American actor (born 1979)

Christopher Michael Pratt (born June 21, 1979) is an American actor and producer. His films as a leading actor have grossed over $15.2 billion worldwide, making him one of the highest-grossing film stars of all time. Pratt was one of the world's highest-paid actors annually from 2015 to 2017. Through starring in blockbuster franchises and big-budget films, he has established himself as one of Hollywood's most bankable stars.

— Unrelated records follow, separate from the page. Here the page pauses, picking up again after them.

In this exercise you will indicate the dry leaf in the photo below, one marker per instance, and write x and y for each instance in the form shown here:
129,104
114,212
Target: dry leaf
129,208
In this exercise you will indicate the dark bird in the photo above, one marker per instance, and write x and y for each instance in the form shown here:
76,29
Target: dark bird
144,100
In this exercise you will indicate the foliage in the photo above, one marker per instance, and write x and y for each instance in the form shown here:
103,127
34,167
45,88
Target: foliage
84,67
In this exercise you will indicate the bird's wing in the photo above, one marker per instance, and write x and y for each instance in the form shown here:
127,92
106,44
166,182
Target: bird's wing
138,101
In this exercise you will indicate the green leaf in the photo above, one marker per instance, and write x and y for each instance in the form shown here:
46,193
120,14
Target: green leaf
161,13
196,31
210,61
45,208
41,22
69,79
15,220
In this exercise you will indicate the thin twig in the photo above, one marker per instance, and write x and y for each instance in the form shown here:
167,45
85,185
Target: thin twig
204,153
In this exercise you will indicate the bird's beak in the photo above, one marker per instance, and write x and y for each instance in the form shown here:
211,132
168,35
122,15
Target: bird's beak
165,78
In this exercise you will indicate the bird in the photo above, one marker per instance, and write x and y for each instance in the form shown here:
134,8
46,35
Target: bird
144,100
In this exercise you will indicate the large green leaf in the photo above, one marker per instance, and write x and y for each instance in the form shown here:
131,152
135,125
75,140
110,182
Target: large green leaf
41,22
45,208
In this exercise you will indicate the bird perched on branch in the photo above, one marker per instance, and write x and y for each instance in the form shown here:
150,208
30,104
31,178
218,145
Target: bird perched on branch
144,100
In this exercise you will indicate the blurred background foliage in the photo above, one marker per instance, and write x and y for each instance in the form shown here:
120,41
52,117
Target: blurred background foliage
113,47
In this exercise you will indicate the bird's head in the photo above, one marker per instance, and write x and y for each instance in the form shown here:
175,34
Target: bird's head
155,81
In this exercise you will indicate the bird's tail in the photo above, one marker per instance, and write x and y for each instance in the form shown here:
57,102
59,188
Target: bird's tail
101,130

Pratt began his film career with minor roles before securing a starring role in the drama series Everwood (2002–2006). He had his breakthrough role as Andy Dwyer in the NBC sitcom Parks and Recreation (2009–2015). Pratt received global recognition and established himself as a leading actor by portraying Star-Lord in six films of the Marvel Cinematic Universe, from Guardians of the Galaxy (2014) to Guardians of the Galaxy Vol. 3 (2023). He achieved further critical and commercial success by portraying Owen Grady in the first three films of the Jurassic World franchise (2015–2022). Pratt's other starring roles include the Western action film The Magnificent Seven (2016), the science fiction film Passengers (2016), and the military science-fiction action film The Tomorrow War (2021). He has also voiced roles for animated projects, including The Lego Movie franchise (2014–2019) as well as the films Onward (2020), The Super Mario Bros. Movie (2023) and its sequel The Super Mario Galaxy Movie (2026), and The Garfield Movie (2024).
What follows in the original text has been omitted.